I know I ought to let it go, but I can’t. ‘Where’s the painting? What have you done with it? Where did you spend last night? At Mary’s?’
His face pales, freezes. ‘You think I could go there even if I tried? I’d wipe that shit-hole off the face of the earth if it was up to me.’
I couldn’t go there either. Last night, when Aidan didn’t come back, after I’d been to the workshop and not found him there, and waited and waited, I decided I had to go to Megson Crescent again. At two thirty in the morning I got into my car, using the heel of my wounded foot to work the clutch, and told myself I had to drive to Mary’s. I’d done it before, and anything you’ve done once you can do again. But I couldn’t. When I turned on to Seeber Street and saw the Winstanley estate’s mesh-fenced play-ground in front of me, the decades-old paint peeling off the swing, slide and roundabout, my good foot slammed down on the brake. I had to turn round and drive home. However infinitesimal the chance, I couldn’t risk finding Aidan at Mary’s house. I couldn’t have stood it.

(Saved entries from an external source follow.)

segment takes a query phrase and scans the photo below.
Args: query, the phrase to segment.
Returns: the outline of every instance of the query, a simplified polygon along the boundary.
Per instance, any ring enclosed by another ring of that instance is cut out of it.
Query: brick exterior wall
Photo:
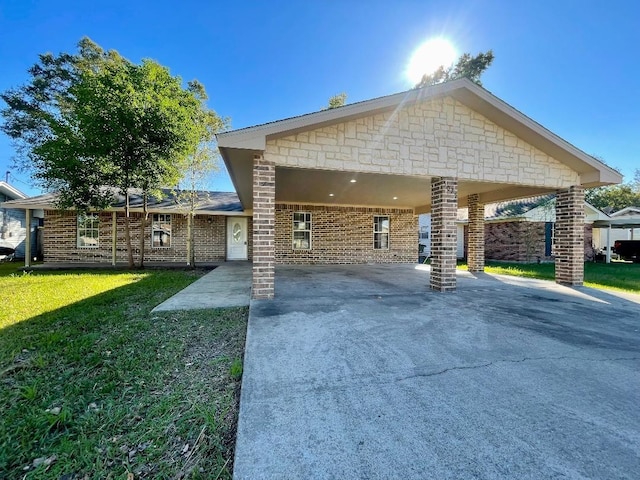
[[[556,196],[556,282],[582,285],[584,280],[584,188],[572,186]]]
[[[484,271],[484,204],[477,193],[469,195],[469,225],[466,230],[467,265],[470,272]]]
[[[552,248],[555,248],[552,246]],[[592,261],[593,226],[584,226],[584,261]],[[491,222],[485,224],[485,258],[509,262],[553,261],[545,256],[545,222]]]
[[[439,292],[456,289],[457,213],[457,180],[451,177],[431,179],[430,286]]]
[[[253,286],[255,299],[275,292],[276,166],[261,156],[253,159]]]
[[[485,258],[511,262],[536,262],[545,257],[545,222],[485,224]]]
[[[268,139],[278,166],[567,188],[578,174],[451,97]]]
[[[293,249],[293,214],[311,213],[311,249]],[[375,249],[374,217],[389,217],[389,248]],[[277,264],[410,263],[418,259],[412,209],[276,204]]]
[[[73,211],[45,210],[43,229],[44,261],[64,263],[111,263],[112,260],[112,214],[98,214],[98,248],[78,248],[77,214]],[[142,214],[132,213],[129,217],[131,243],[134,260],[139,260],[140,221]],[[127,262],[127,246],[124,234],[125,217],[117,213],[116,261]],[[248,222],[251,231],[251,219]],[[196,215],[195,254],[198,262],[219,262],[226,259],[227,217]],[[249,240],[249,258],[251,258],[252,239]],[[145,261],[148,262],[185,262],[187,259],[187,219],[181,214],[171,215],[171,247],[151,247],[151,226],[145,228]]]

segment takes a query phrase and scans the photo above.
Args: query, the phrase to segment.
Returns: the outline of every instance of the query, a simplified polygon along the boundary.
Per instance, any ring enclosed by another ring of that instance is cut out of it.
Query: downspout
[[[611,263],[611,224],[607,227],[607,263]]]

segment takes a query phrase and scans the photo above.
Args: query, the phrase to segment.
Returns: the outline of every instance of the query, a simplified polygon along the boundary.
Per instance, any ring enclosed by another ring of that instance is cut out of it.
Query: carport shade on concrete
[[[459,275],[278,267],[235,478],[638,478],[640,296]]]

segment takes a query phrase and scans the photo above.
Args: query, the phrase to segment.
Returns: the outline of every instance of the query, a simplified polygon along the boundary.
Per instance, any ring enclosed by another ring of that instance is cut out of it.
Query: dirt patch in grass
[[[247,309],[150,313],[193,272],[37,275],[15,301],[113,288],[0,329],[0,478],[230,478]]]

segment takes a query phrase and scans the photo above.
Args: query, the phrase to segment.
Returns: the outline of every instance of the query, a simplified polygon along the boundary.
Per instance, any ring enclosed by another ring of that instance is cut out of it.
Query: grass
[[[0,478],[231,477],[247,309],[150,313],[199,274],[0,264]]]
[[[466,270],[467,266],[461,264],[459,268]],[[487,262],[485,272],[553,280],[555,265],[553,263]],[[593,288],[640,293],[640,264],[587,262],[584,265],[584,284]]]

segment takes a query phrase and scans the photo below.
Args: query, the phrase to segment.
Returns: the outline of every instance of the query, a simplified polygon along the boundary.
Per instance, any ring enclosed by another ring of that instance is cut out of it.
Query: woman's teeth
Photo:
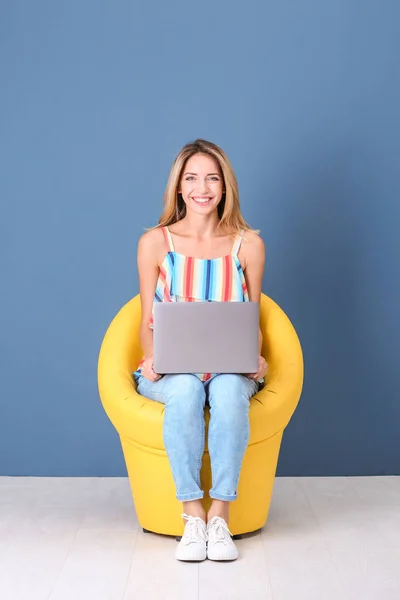
[[[193,198],[193,200],[199,204],[206,204],[207,202],[210,202],[210,198]]]

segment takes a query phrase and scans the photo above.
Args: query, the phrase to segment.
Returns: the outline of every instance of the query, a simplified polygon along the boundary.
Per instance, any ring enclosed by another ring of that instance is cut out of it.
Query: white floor
[[[0,477],[1,600],[399,600],[400,477],[278,478],[234,563],[179,563],[127,479]]]

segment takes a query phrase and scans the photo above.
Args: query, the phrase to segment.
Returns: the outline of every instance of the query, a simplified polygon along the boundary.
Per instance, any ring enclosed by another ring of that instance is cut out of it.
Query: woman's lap
[[[137,390],[141,396],[154,400],[156,402],[166,403],[168,397],[180,397],[206,395],[208,401],[210,395],[218,397],[219,395],[235,396],[245,395],[248,400],[257,393],[258,382],[244,375],[221,373],[214,376],[211,380],[202,382],[196,375],[191,374],[170,374],[164,375],[157,381],[150,381],[143,376],[135,377]]]

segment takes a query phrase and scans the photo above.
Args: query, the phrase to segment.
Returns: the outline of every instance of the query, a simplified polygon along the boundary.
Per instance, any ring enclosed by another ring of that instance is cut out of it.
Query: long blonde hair
[[[240,233],[243,229],[245,232],[253,231],[242,216],[238,184],[227,155],[216,144],[202,139],[186,144],[175,158],[164,193],[164,210],[157,227],[168,227],[186,215],[186,205],[178,189],[185,165],[195,154],[207,154],[214,158],[222,173],[225,192],[218,205],[218,228],[222,227],[232,234]]]

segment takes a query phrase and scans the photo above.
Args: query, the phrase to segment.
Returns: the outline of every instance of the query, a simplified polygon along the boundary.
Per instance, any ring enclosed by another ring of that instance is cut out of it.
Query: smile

‘Why would I go back to the place where I killed her?’ he demands, his face crumpling in pain. ‘Why would I?’
‘But . . . didn’t this detective tell you she isn’t dead? Didn’t he see her, speak to her?’ I ask, feeling my hold on the situation start to unravel. I’ve felt this way so often lately, I’ve almost forgotten there’s any other way to feel.

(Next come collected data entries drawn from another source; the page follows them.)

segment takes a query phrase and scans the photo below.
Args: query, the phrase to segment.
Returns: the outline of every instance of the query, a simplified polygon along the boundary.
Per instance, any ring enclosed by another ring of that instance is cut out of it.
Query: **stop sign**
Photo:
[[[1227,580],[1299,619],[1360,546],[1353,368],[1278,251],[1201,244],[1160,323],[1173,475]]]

‘He says he did.’ Aidan paces the room, back and forth. ‘Whoever he saw claimed she didn’t know me. She’d never heard of me.’
‘What do you mean, “whoever he saw”?’ A cold ripple of panic passes through me. ‘Didn’t he check . . .?’
‘She showed him her passport and driving licence. The woman he spoke to was Mary Trelease. His description of her fitted the one I’d given him, detail for detail.’
‘Aidan, I . . .’
‘So, that’s it.’ His voice is loud and forced. ‘They don’t believe me. It’s over as far as they’re concerned.’ He lets out a humourless laugh, jeering at himself. ‘No one’s going to come and arrest me in the middle of the night, no one’s going to cart me off to jail. We should celebrate.’
‘Aidan . . .’
‘Three cheers for me.’ He looms over me, a droplet of his saliva landing on my face. ‘Why don’t you crack open a bottle of champagne? It’s not every day your boyfriend gets away with murder.’